Sox7 directly interacts with PSME. A. Sequence of the 331-enhancer core of PSME. This panel was modified from Watt. et al, Genomics 73, 243–254, 2001, and potential Sox7 binding sites (ATTGT) are highlighted by light gray color. Dark gray indicates the DNA sequence used in EMSA analysis. Schematic drawing of probe #1–3 is provided to indicate changes in Sox binding sites. B. Sox7 EMSA analysis with wild-type and mutant PSME probes. 0.6 μg of recombinant Sox7 protein was incubated with 0.1 pmol of biotinylated probes for 30 mins at 4 °C. DNA/protein complex was resolved by 6% native PAGE. Arrow heads indicated unbounded probe, and arrows indicated shifted complex.
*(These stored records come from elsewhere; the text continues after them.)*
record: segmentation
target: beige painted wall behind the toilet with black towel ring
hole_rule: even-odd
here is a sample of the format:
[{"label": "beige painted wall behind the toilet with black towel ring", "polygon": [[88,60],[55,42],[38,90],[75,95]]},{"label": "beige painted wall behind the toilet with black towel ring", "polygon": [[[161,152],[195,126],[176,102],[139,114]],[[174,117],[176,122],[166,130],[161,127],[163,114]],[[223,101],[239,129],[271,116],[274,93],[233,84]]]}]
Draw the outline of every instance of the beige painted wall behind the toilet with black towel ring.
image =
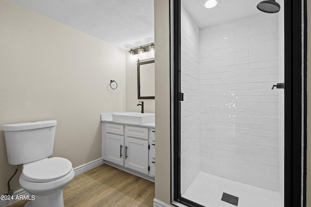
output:
[{"label": "beige painted wall behind the toilet with black towel ring", "polygon": [[[101,158],[100,114],[125,111],[125,51],[8,0],[0,28],[0,125],[55,119],[53,156],[73,167]],[[0,192],[14,170],[0,130]]]}]

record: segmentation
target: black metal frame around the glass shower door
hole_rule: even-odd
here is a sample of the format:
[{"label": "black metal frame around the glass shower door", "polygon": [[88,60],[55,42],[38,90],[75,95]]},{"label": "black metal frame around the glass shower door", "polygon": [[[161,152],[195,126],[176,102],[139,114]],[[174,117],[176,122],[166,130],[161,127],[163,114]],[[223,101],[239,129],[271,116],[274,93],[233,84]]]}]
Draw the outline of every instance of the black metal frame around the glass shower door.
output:
[{"label": "black metal frame around the glass shower door", "polygon": [[[304,8],[302,8],[302,1]],[[306,77],[306,42],[307,42],[307,0],[284,0],[284,207],[306,207],[306,199],[301,203],[301,195],[306,196],[306,107],[304,110],[304,123],[302,123],[302,90],[306,89],[306,79],[302,82],[302,57],[304,61],[303,75]],[[181,2],[171,0],[173,17],[171,16],[171,31],[173,38],[173,113],[172,113],[172,136],[173,136],[173,193],[172,201],[181,203],[189,207],[202,207],[181,196],[180,192],[180,136],[181,136],[181,103],[183,94],[181,92]],[[302,10],[304,9],[304,10]],[[302,11],[304,11],[304,28],[302,24]],[[302,31],[304,30],[304,54],[302,54]],[[304,93],[304,106],[306,105],[306,93]],[[304,149],[302,149],[302,127],[304,128]],[[304,155],[304,163],[301,166],[301,155]],[[303,167],[303,168],[302,168]],[[303,169],[303,175],[302,171]],[[303,176],[303,189],[301,189],[301,178]]]}]

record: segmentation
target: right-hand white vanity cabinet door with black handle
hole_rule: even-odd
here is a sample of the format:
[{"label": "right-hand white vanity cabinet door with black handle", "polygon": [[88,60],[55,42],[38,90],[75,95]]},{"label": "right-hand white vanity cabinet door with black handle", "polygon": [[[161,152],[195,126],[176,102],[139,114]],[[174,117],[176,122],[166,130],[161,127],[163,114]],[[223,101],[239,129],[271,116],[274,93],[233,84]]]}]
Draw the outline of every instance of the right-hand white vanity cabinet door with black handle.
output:
[{"label": "right-hand white vanity cabinet door with black handle", "polygon": [[148,141],[125,137],[125,167],[148,174]]}]

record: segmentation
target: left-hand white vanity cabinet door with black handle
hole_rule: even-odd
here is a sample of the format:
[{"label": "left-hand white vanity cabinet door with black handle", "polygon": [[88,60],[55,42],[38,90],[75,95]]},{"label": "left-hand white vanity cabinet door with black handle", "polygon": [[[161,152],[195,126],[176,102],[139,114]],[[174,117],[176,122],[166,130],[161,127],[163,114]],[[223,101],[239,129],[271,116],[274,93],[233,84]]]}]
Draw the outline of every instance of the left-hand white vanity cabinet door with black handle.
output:
[{"label": "left-hand white vanity cabinet door with black handle", "polygon": [[124,137],[106,133],[106,160],[124,164]]}]

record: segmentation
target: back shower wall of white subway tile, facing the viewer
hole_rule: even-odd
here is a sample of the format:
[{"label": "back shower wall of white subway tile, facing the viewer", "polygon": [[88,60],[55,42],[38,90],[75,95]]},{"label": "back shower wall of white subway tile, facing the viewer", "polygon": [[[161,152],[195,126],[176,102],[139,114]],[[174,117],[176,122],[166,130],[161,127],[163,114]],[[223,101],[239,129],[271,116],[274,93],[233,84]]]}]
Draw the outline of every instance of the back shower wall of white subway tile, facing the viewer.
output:
[{"label": "back shower wall of white subway tile, facing the viewer", "polygon": [[278,191],[277,15],[200,30],[201,171]]}]

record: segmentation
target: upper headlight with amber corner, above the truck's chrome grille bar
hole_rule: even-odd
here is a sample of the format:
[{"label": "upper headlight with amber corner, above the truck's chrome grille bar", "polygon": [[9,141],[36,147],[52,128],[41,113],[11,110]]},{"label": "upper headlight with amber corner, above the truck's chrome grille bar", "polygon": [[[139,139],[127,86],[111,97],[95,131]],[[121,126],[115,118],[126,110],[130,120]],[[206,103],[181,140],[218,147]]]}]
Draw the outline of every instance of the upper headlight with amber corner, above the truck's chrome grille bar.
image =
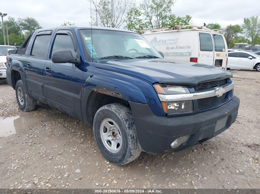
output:
[{"label": "upper headlight with amber corner, above the truck's chrome grille bar", "polygon": [[158,94],[185,94],[190,93],[189,89],[185,86],[173,86],[173,85],[163,85],[155,84],[155,90]]}]

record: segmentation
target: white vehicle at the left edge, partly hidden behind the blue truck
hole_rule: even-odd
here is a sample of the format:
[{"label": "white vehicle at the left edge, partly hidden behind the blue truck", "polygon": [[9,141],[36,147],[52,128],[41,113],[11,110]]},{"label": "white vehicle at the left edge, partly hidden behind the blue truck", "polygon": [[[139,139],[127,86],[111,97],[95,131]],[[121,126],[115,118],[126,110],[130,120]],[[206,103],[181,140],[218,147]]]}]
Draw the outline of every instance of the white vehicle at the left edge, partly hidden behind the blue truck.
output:
[{"label": "white vehicle at the left edge, partly hidden behind the blue truck", "polygon": [[0,45],[0,80],[6,78],[6,55],[8,51],[12,49],[16,49],[16,47]]}]

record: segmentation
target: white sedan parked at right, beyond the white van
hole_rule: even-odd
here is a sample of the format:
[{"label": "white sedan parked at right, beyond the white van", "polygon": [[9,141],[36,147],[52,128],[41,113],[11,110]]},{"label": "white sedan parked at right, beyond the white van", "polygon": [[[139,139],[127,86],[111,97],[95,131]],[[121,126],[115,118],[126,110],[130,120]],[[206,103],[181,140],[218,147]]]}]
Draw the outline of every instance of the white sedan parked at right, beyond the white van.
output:
[{"label": "white sedan parked at right, beyond the white van", "polygon": [[229,52],[227,68],[255,69],[260,71],[260,56],[246,51]]}]

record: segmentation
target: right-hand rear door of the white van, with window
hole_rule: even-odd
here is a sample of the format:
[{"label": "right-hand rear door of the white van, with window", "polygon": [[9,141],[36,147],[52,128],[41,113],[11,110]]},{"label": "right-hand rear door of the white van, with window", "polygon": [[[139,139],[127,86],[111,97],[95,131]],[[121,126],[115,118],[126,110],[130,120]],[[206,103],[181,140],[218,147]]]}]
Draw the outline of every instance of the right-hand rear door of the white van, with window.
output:
[{"label": "right-hand rear door of the white van, with window", "polygon": [[227,45],[222,34],[211,32],[214,41],[214,66],[226,67]]}]

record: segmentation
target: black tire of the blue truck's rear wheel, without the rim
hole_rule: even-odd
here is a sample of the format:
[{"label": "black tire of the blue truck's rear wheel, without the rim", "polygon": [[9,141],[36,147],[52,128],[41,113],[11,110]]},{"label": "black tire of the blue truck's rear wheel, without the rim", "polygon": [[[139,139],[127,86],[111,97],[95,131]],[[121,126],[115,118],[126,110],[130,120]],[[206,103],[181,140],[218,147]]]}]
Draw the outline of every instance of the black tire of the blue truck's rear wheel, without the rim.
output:
[{"label": "black tire of the blue truck's rear wheel, without the rim", "polygon": [[[18,97],[18,93],[22,94],[23,96],[23,103],[21,101],[19,101],[19,97]],[[16,86],[15,86],[15,94],[16,94],[16,101],[17,104],[19,106],[19,108],[23,111],[31,111],[34,110],[36,108],[36,100],[32,97],[29,97],[25,91],[24,91],[24,87],[23,87],[23,83],[22,80],[18,80],[16,82]]]}]

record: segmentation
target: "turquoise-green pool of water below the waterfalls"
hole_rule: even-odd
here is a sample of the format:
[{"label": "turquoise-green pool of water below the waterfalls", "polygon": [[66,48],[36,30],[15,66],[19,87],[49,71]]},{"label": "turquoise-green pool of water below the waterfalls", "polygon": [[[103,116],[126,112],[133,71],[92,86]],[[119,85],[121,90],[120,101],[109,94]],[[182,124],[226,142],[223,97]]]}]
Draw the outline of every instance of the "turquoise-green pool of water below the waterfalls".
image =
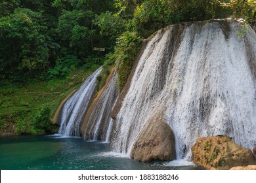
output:
[{"label": "turquoise-green pool of water below the waterfalls", "polygon": [[199,169],[141,163],[110,152],[109,144],[49,136],[0,137],[0,168],[14,170]]}]

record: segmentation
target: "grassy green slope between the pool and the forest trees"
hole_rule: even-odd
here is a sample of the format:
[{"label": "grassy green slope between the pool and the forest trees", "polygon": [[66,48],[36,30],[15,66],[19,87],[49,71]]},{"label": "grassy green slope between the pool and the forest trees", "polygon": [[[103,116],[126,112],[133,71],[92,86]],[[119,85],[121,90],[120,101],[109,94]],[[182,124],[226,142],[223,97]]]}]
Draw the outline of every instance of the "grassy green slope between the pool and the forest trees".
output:
[{"label": "grassy green slope between the pool and the forest trees", "polygon": [[[95,59],[95,63],[96,63]],[[65,63],[69,66],[69,63]],[[86,70],[75,69],[65,78],[33,81],[19,84],[0,81],[0,131],[16,134],[38,134],[56,132],[58,127],[49,118],[60,102],[99,65],[93,64]],[[49,112],[50,111],[50,112]]]}]

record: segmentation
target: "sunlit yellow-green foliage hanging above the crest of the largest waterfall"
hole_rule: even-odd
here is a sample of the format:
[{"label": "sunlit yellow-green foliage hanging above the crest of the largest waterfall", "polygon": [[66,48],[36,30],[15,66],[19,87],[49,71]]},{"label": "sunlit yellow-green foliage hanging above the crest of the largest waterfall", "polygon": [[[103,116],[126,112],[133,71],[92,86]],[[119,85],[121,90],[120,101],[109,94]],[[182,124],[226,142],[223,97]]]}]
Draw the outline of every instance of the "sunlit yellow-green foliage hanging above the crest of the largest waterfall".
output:
[{"label": "sunlit yellow-green foliage hanging above the crest of the largest waterfall", "polygon": [[167,25],[179,22],[209,20],[213,18],[245,18],[255,20],[256,3],[253,0],[145,0],[117,1],[122,9],[133,6],[133,26],[146,38]]}]

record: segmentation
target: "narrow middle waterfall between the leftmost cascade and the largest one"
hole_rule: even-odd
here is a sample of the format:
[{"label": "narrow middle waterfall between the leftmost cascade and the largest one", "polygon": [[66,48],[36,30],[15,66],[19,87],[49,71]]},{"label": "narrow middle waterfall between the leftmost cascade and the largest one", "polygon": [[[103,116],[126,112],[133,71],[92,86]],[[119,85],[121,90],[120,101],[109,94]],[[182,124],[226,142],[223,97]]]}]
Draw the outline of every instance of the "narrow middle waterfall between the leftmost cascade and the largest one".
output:
[{"label": "narrow middle waterfall between the leftmost cascade and the largest one", "polygon": [[[98,97],[92,111],[85,116],[85,129],[81,129],[85,139],[110,141],[113,120],[110,112],[117,100],[117,72],[112,73],[110,81]],[[84,127],[83,127],[84,128]]]}]

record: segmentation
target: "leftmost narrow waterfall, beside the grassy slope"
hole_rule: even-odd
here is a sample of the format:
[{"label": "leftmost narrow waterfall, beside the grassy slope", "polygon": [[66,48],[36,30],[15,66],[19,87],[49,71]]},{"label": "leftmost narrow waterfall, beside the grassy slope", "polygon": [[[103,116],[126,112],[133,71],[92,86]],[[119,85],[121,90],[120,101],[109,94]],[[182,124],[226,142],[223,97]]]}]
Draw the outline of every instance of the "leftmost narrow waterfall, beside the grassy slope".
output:
[{"label": "leftmost narrow waterfall, beside the grassy slope", "polygon": [[80,136],[79,128],[96,86],[96,77],[102,71],[97,69],[64,104],[61,113],[59,135]]}]

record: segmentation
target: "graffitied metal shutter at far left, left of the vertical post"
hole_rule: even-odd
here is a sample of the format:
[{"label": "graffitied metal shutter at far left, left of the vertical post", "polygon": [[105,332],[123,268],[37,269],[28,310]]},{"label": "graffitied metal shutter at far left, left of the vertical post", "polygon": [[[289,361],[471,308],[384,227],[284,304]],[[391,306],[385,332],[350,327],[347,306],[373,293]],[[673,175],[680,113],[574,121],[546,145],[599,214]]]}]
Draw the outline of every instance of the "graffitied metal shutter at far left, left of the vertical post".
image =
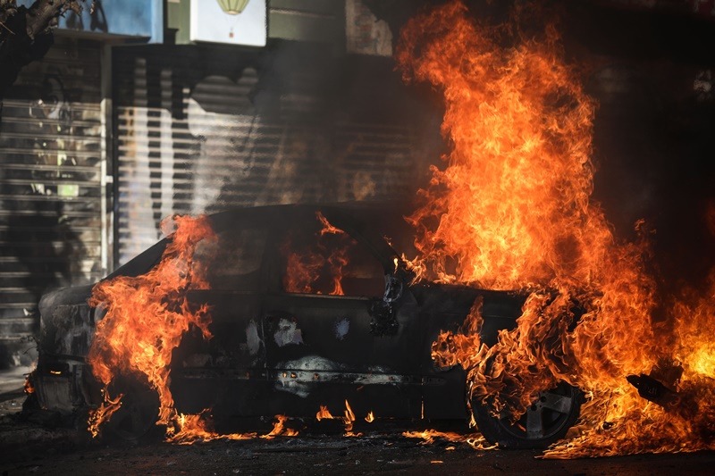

C. Sox7 EMSA analysis with 200- or 50-fold excess of unlabeled probe #1 or #2.

FIGURE 5

The NLS region but not the β-catenin interacting motif of Sox7 is essential for the regulation of PSMA expression. A. Schematic drawing of wild type and mutant recombinant Sox7 proteins. Areas 1 and 2 represent the bipartite nuclear localization sequence and basic cluster NLS in the HMG domain, respectively. Area 3 denotes the β-catenin interacting motif. Immunoblot analysis of these recombinant proteins is included in the bottom/right of this panel. B. EMSA analysis of wild-type and mutant recombinant Sox7 proteins with probe #1. Reaction conditions were similar to those described in Figure 4B. C. Sox7-Δ but not Sox7-NLS suppresses PSME-mediated transcription. Reaction conditions were similar to those described in Figure 4B. D. Immunoblot analysis of 22Rv1, 22Rv1/Sox7-wt, 22Rv1/Sox7-Δ and 22Rv1/Sox7-NLS cell lines. Cell lysates were harvested and analyzed by Immunoblot for PSMA and Sox7 proteins; actin was used as loading control. E. ChIP analysis of indicated 22Rv1 cell lines with anti-Sox7 antibody or IgG control antibody at PSME locus. Quantitative real-time PCR was carried out in triplicate, and error bars represent one standard deviation.